Activate all warnings (e.g. with -Wall):
main.cpp:24:15: warning: deprecated conversion from string constant to 'char*'
char* b = "hey are you ready";
^
The easiest solution would be to use an array of characters instead:
char b[] = "hey are you ready"; // more characters than your original one
Concerning copy: you want to check whether source actually contains n characters or stop beforehand:
void cpy(char * dest, const char* source, int n)
{
for(int i = 0; *source != '\0' && i < n; ++i)
// copies n characters or until source has been copied completely
*dest++ = *source++;
}
*dest = '\0';
}
Why is this necessary
In your original code, b is a pointer to characters. Now, pointers can point anywhere aka store any memory addresses, even of those memory sections you're not allowed to change. A string literal is stored in the constant data section of your program*. You're not allowed to alter that stuff. But you do that either way and end up with a segmentation fault.
Therefore, you need to ensure that you alter a version that doesn't reside in the read-only section of your program. The array version does exactly that: it initializes a new array, which has the same content as your original literal.
And by the way, your edit has also undefined behavior. Now b points to a single character. If you were to copy more than one character to the location b is addressing, you would write to some memory, but not the one that actually belongs to b. This results in undefined behavior.

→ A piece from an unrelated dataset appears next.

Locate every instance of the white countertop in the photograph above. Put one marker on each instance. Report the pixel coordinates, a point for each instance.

The bottom note is: don't trick the compiler with such things.
Using C++, not C
However, there are some other problems with your code. For starters, it's mostly C. The only part where you actually use C++ is cout. If you were to use std::string, you wouldn't have those problems beforehand:
#include <iostream>
#include <string>
int main(){
const std::string a = "honey singh";
std::string b = "hey are you ready";
const int n = 5;
b = a.substr(0, n);
}
As you can see, your copy is already part of the standard library, namely std::string::substr
Note that there were some other broken things in your original code, such as copy having quadratic runtime instead of linear, copy copying too much into too little memory, etc.